The only warning I would issue is that the details are graphic and gory. If you've got a good imagination and have difficulty getting pictures out of your mind, you might want to give this one a miss, or at least avoid listening before bed. It's not a cosy sort of mystery; it's one that will make you wonder about the depth human beings can sink to in their desire to cause others pain. This, however, is what keeps the violence from being gratuitous. Nesbo isn't writing about violence just to draw in a crowd; he's just showcasing what many of us never think about living in a fairly safe and sane world as most Westerners do.
All in all an excellent read that I can recommend to anyone with a strong stomach.

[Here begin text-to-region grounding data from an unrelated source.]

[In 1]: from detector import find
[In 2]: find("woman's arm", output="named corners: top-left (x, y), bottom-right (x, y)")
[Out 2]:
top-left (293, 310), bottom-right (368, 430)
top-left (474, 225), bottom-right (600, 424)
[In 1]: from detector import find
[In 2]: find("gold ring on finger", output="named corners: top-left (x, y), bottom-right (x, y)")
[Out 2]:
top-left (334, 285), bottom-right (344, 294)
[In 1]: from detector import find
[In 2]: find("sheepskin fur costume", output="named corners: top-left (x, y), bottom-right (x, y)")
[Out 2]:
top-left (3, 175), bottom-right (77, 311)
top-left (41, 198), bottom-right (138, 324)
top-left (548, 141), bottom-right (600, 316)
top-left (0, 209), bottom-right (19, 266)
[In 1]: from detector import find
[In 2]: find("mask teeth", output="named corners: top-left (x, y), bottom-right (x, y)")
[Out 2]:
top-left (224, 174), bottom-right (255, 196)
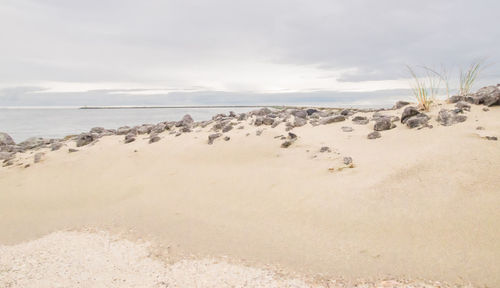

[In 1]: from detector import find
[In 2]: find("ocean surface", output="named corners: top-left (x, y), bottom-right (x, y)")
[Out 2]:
top-left (0, 107), bottom-right (259, 143)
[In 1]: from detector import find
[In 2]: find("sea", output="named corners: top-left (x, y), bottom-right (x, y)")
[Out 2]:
top-left (0, 106), bottom-right (260, 143)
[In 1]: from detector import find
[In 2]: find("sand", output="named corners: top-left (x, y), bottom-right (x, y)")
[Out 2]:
top-left (0, 101), bottom-right (499, 287)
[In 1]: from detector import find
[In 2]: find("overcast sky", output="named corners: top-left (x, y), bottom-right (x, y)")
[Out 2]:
top-left (0, 0), bottom-right (499, 105)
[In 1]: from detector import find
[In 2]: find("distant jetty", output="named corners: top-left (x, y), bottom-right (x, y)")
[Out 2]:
top-left (79, 105), bottom-right (270, 110)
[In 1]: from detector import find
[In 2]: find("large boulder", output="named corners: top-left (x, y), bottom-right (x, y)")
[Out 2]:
top-left (76, 133), bottom-right (95, 147)
top-left (320, 115), bottom-right (345, 125)
top-left (437, 109), bottom-right (467, 126)
top-left (401, 106), bottom-right (420, 124)
top-left (0, 132), bottom-right (15, 146)
top-left (373, 117), bottom-right (396, 131)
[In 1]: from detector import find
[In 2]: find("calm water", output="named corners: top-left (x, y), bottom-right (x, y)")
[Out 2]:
top-left (0, 107), bottom-right (257, 143)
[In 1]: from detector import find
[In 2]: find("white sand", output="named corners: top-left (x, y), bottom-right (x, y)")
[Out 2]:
top-left (0, 230), bottom-right (465, 288)
top-left (0, 101), bottom-right (498, 287)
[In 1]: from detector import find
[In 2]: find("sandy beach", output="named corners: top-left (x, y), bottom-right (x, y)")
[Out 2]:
top-left (1, 97), bottom-right (499, 287)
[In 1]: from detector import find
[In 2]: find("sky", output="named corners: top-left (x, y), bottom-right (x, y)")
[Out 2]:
top-left (0, 0), bottom-right (499, 106)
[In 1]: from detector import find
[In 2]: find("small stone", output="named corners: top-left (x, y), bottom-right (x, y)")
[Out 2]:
top-left (476, 126), bottom-right (485, 130)
top-left (208, 133), bottom-right (222, 144)
top-left (343, 157), bottom-right (353, 165)
top-left (76, 133), bottom-right (95, 147)
top-left (486, 136), bottom-right (498, 141)
top-left (34, 152), bottom-right (44, 163)
top-left (374, 117), bottom-right (395, 131)
top-left (319, 146), bottom-right (331, 153)
top-left (393, 101), bottom-right (410, 109)
top-left (68, 148), bottom-right (79, 153)
top-left (341, 126), bottom-right (353, 132)
top-left (320, 115), bottom-right (346, 125)
top-left (367, 131), bottom-right (381, 139)
top-left (352, 116), bottom-right (369, 125)
top-left (149, 136), bottom-right (161, 143)
top-left (288, 132), bottom-right (297, 140)
top-left (483, 107), bottom-right (489, 112)
top-left (223, 136), bottom-right (230, 141)
top-left (124, 133), bottom-right (136, 143)
top-left (222, 125), bottom-right (233, 133)
top-left (281, 141), bottom-right (293, 148)
top-left (256, 129), bottom-right (264, 136)
top-left (50, 142), bottom-right (63, 151)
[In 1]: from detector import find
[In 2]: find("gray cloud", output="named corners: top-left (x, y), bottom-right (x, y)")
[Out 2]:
top-left (0, 0), bottom-right (499, 93)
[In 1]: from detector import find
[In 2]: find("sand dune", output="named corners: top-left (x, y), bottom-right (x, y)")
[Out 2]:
top-left (0, 101), bottom-right (499, 287)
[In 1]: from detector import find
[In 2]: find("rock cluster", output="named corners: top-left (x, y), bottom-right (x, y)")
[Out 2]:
top-left (400, 106), bottom-right (430, 129)
top-left (448, 84), bottom-right (500, 106)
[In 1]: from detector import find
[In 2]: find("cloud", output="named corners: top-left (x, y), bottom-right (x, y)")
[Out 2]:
top-left (0, 0), bottom-right (499, 96)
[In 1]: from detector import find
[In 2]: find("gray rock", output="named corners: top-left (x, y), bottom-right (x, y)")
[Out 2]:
top-left (320, 115), bottom-right (346, 125)
top-left (253, 107), bottom-right (272, 116)
top-left (223, 136), bottom-right (230, 141)
top-left (116, 126), bottom-right (132, 135)
top-left (34, 152), bottom-right (45, 163)
top-left (19, 137), bottom-right (46, 149)
top-left (393, 101), bottom-right (410, 109)
top-left (271, 121), bottom-right (281, 128)
top-left (208, 133), bottom-right (222, 144)
top-left (401, 106), bottom-right (420, 124)
top-left (292, 109), bottom-right (308, 119)
top-left (254, 117), bottom-right (264, 126)
top-left (136, 124), bottom-right (153, 134)
top-left (293, 117), bottom-right (307, 127)
top-left (262, 117), bottom-right (275, 125)
top-left (180, 127), bottom-right (191, 133)
top-left (405, 114), bottom-right (430, 128)
top-left (76, 133), bottom-right (95, 147)
top-left (68, 148), bottom-right (79, 153)
top-left (288, 132), bottom-right (297, 140)
top-left (306, 108), bottom-right (318, 115)
top-left (281, 141), bottom-right (293, 148)
top-left (124, 133), bottom-right (136, 143)
top-left (343, 156), bottom-right (353, 165)
top-left (0, 151), bottom-right (14, 160)
top-left (437, 109), bottom-right (467, 126)
top-left (476, 126), bottom-right (485, 130)
top-left (256, 129), bottom-right (264, 136)
top-left (486, 136), bottom-right (498, 141)
top-left (0, 132), bottom-right (15, 146)
top-left (373, 117), bottom-right (395, 131)
top-left (367, 131), bottom-right (381, 139)
top-left (90, 127), bottom-right (106, 134)
top-left (237, 113), bottom-right (248, 121)
top-left (50, 142), bottom-right (63, 151)
top-left (456, 101), bottom-right (471, 112)
top-left (319, 146), bottom-right (331, 153)
top-left (341, 126), bottom-right (353, 132)
top-left (222, 125), bottom-right (233, 133)
top-left (151, 123), bottom-right (167, 134)
top-left (352, 116), bottom-right (369, 125)
top-left (483, 107), bottom-right (490, 112)
top-left (180, 114), bottom-right (194, 127)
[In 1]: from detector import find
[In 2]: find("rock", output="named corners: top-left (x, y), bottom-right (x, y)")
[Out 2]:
top-left (222, 125), bottom-right (233, 133)
top-left (254, 117), bottom-right (264, 126)
top-left (319, 146), bottom-right (331, 153)
top-left (124, 133), bottom-right (136, 143)
top-left (306, 108), bottom-right (318, 115)
top-left (253, 107), bottom-right (273, 116)
top-left (292, 109), bottom-right (308, 119)
top-left (262, 117), bottom-right (274, 125)
top-left (271, 121), bottom-right (281, 128)
top-left (281, 141), bottom-right (293, 148)
top-left (352, 116), bottom-right (369, 125)
top-left (116, 126), bottom-right (131, 135)
top-left (486, 136), bottom-right (498, 141)
top-left (483, 107), bottom-right (489, 112)
top-left (50, 142), bottom-right (63, 151)
top-left (367, 131), bottom-right (381, 139)
top-left (180, 127), bottom-right (191, 133)
top-left (136, 124), bottom-right (153, 134)
top-left (341, 126), bottom-right (353, 132)
top-left (256, 129), bottom-right (264, 136)
top-left (476, 126), bottom-right (485, 130)
top-left (90, 127), bottom-right (106, 134)
top-left (149, 133), bottom-right (161, 143)
top-left (343, 157), bottom-right (353, 165)
top-left (3, 160), bottom-right (13, 167)
top-left (151, 123), bottom-right (167, 134)
top-left (34, 152), bottom-right (44, 163)
top-left (288, 132), bottom-right (297, 140)
top-left (405, 114), bottom-right (430, 128)
top-left (76, 133), bottom-right (95, 147)
top-left (19, 137), bottom-right (46, 149)
top-left (0, 151), bottom-right (14, 160)
top-left (293, 117), bottom-right (307, 127)
top-left (456, 101), bottom-right (471, 112)
top-left (180, 114), bottom-right (194, 127)
top-left (229, 111), bottom-right (237, 117)
top-left (374, 117), bottom-right (395, 131)
top-left (0, 132), bottom-right (15, 146)
top-left (393, 101), bottom-right (411, 109)
top-left (237, 113), bottom-right (248, 121)
top-left (320, 115), bottom-right (345, 125)
top-left (448, 85), bottom-right (500, 106)
top-left (437, 109), bottom-right (467, 126)
top-left (223, 136), bottom-right (230, 141)
top-left (208, 133), bottom-right (222, 144)
top-left (401, 106), bottom-right (420, 124)
top-left (68, 148), bottom-right (78, 153)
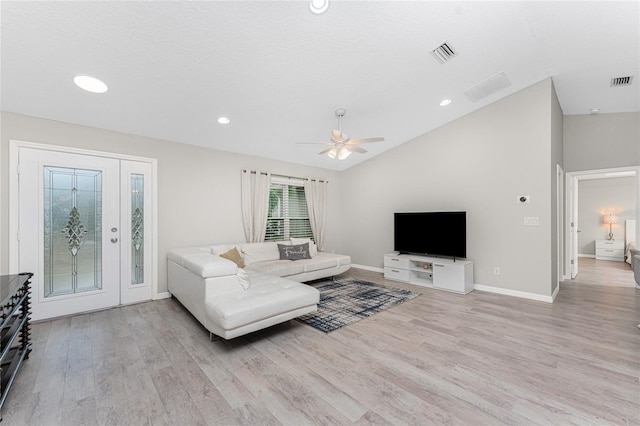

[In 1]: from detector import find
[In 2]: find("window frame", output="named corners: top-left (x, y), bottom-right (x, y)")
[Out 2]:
top-left (265, 177), bottom-right (314, 242)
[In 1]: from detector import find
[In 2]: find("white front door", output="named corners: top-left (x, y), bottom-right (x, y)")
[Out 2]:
top-left (18, 147), bottom-right (153, 321)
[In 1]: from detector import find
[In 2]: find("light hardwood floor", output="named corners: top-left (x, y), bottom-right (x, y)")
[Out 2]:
top-left (574, 257), bottom-right (636, 287)
top-left (2, 266), bottom-right (638, 425)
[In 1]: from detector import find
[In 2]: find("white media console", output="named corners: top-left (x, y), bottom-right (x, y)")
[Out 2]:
top-left (384, 253), bottom-right (474, 294)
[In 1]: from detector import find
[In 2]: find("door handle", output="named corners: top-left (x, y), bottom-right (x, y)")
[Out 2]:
top-left (111, 237), bottom-right (118, 243)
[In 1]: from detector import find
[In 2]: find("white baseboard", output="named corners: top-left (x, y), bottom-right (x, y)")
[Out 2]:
top-left (351, 264), bottom-right (384, 273)
top-left (551, 283), bottom-right (560, 301)
top-left (155, 291), bottom-right (172, 300)
top-left (473, 284), bottom-right (554, 303)
top-left (578, 253), bottom-right (595, 258)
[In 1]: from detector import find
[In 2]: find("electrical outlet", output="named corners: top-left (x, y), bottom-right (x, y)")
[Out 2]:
top-left (494, 267), bottom-right (501, 276)
top-left (524, 217), bottom-right (540, 226)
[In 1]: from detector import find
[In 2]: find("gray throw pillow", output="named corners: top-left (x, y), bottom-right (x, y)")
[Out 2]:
top-left (277, 242), bottom-right (311, 261)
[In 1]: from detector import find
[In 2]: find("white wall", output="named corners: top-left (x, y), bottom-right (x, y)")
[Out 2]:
top-left (339, 79), bottom-right (558, 297)
top-left (549, 81), bottom-right (564, 292)
top-left (563, 113), bottom-right (640, 172)
top-left (577, 177), bottom-right (637, 254)
top-left (0, 112), bottom-right (342, 293)
top-left (564, 112), bottom-right (640, 250)
top-left (5, 81), bottom-right (636, 302)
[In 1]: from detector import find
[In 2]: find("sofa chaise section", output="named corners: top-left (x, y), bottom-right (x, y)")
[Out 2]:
top-left (167, 242), bottom-right (350, 339)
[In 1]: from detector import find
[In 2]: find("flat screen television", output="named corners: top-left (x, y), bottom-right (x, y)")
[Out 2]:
top-left (394, 211), bottom-right (466, 259)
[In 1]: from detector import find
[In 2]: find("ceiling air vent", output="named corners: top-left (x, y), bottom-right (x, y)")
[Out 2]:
top-left (430, 41), bottom-right (457, 65)
top-left (610, 76), bottom-right (633, 87)
top-left (463, 72), bottom-right (512, 103)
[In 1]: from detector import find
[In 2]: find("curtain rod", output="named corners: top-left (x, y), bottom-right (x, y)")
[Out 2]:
top-left (242, 169), bottom-right (328, 183)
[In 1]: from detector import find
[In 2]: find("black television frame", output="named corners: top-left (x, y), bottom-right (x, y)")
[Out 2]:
top-left (394, 211), bottom-right (466, 260)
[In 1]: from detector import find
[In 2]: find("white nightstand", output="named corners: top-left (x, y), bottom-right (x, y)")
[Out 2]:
top-left (595, 240), bottom-right (625, 262)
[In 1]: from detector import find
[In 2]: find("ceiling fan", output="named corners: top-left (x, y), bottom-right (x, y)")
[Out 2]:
top-left (298, 108), bottom-right (384, 160)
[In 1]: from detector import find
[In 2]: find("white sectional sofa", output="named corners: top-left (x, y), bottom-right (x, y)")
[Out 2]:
top-left (167, 240), bottom-right (351, 339)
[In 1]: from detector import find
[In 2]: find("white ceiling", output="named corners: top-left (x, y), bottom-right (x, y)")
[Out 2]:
top-left (2, 1), bottom-right (639, 171)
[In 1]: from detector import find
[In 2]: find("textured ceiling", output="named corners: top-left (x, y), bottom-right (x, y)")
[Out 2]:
top-left (2, 1), bottom-right (639, 171)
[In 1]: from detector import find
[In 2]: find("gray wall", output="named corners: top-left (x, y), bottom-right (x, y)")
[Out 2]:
top-left (577, 176), bottom-right (637, 255)
top-left (564, 111), bottom-right (640, 249)
top-left (4, 80), bottom-right (636, 301)
top-left (564, 113), bottom-right (640, 172)
top-left (550, 81), bottom-right (564, 292)
top-left (0, 112), bottom-right (342, 293)
top-left (339, 79), bottom-right (558, 297)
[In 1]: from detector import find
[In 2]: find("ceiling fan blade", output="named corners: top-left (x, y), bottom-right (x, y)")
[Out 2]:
top-left (349, 137), bottom-right (384, 144)
top-left (297, 141), bottom-right (334, 145)
top-left (345, 144), bottom-right (367, 154)
top-left (318, 147), bottom-right (334, 155)
top-left (331, 130), bottom-right (342, 141)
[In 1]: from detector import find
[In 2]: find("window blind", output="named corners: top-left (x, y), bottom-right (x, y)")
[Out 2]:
top-left (265, 182), bottom-right (313, 242)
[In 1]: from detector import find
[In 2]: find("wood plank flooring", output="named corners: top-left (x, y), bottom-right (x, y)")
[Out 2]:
top-left (575, 257), bottom-right (636, 287)
top-left (2, 266), bottom-right (638, 425)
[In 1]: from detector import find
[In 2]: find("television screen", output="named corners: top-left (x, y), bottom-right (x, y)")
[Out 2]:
top-left (394, 212), bottom-right (466, 259)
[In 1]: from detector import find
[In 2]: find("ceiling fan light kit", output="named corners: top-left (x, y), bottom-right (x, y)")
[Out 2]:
top-left (298, 108), bottom-right (385, 160)
top-left (327, 147), bottom-right (351, 160)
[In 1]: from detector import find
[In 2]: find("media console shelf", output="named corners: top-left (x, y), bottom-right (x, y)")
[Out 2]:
top-left (0, 273), bottom-right (33, 421)
top-left (384, 253), bottom-right (473, 294)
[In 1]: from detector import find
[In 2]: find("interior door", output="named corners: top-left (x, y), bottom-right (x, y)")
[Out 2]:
top-left (570, 176), bottom-right (579, 279)
top-left (19, 148), bottom-right (121, 321)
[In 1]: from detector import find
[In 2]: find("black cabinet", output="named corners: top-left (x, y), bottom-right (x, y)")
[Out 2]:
top-left (0, 273), bottom-right (32, 420)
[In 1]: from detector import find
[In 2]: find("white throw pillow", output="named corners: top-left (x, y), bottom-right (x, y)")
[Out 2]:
top-left (290, 237), bottom-right (318, 257)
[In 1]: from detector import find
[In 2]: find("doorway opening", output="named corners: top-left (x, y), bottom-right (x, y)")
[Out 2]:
top-left (565, 166), bottom-right (639, 286)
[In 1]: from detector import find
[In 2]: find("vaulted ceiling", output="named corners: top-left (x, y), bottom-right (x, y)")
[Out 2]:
top-left (2, 1), bottom-right (638, 171)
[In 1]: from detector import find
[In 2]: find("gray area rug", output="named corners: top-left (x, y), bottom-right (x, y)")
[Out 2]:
top-left (296, 277), bottom-right (420, 333)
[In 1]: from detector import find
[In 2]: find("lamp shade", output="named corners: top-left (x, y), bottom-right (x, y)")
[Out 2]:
top-left (602, 214), bottom-right (617, 224)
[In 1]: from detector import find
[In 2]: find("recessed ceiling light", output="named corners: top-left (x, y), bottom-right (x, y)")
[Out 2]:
top-left (309, 0), bottom-right (329, 14)
top-left (73, 75), bottom-right (108, 93)
top-left (440, 99), bottom-right (452, 106)
top-left (590, 108), bottom-right (600, 114)
top-left (217, 116), bottom-right (231, 124)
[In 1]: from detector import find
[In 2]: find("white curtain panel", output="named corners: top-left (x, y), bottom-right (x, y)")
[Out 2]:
top-left (241, 170), bottom-right (271, 243)
top-left (304, 179), bottom-right (328, 251)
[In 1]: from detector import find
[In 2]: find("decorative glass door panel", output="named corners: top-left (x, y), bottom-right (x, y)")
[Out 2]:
top-left (18, 148), bottom-right (121, 321)
top-left (120, 160), bottom-right (153, 305)
top-left (131, 173), bottom-right (144, 285)
top-left (44, 166), bottom-right (103, 297)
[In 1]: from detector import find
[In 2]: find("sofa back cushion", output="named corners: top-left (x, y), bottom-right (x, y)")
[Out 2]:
top-left (240, 242), bottom-right (282, 265)
top-left (290, 237), bottom-right (318, 257)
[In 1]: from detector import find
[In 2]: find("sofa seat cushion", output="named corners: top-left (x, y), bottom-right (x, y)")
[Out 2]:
top-left (248, 252), bottom-right (351, 277)
top-left (300, 256), bottom-right (339, 272)
top-left (204, 276), bottom-right (319, 330)
top-left (248, 260), bottom-right (305, 277)
top-left (315, 252), bottom-right (351, 267)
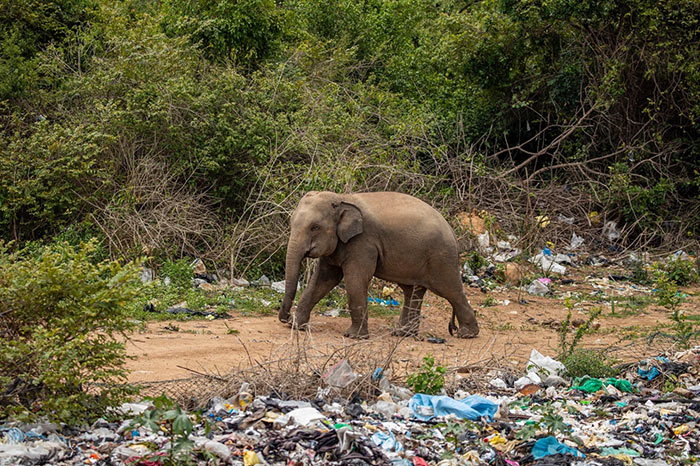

The narration was also excellent. Robin Sachs does a great job and I would listen to more of him any time.
Epic crime novel.
Nesbo's insight into the workings of the criminal mind are accurate as any seasoned law enforcement officer can attest.
Sachs had all the characters nailed. I thought it was a flawless performance.
Harry Hole's bleak landscape contains an intimate knowledge of death and dying.
I had some difficulty with the Norwegian character's names, but this is small price for the payoff by the end of journey.
Jo Nesbo has written an excellent book that kept me guessing all the way. The translation is fluent and the narration is perfect. I was sorry when the book finished.
Highly, highly recommended!
Robin Sachs is the voice of Harry Hole. Harry is a brilliant detective who is a complete mess as a person. Who could ask for a better character. Keep up the good work Mr Nesbo!
I'm 5 hours away from finishing the book. Jo Nesbo is a brillant writer but I found this book had the same rhythm/feel of the Snowman. It gave you a handful of plausible suspects and then slowly dwindled away to the actual killer. The journey is great but it just didn't feel like anything new after reading the last book. There were also tons of references back to the Snowman case. I'm wondering if Nesbo's earlier work (Harry Hole pre serial killer cases) offers a break from this same plot set up.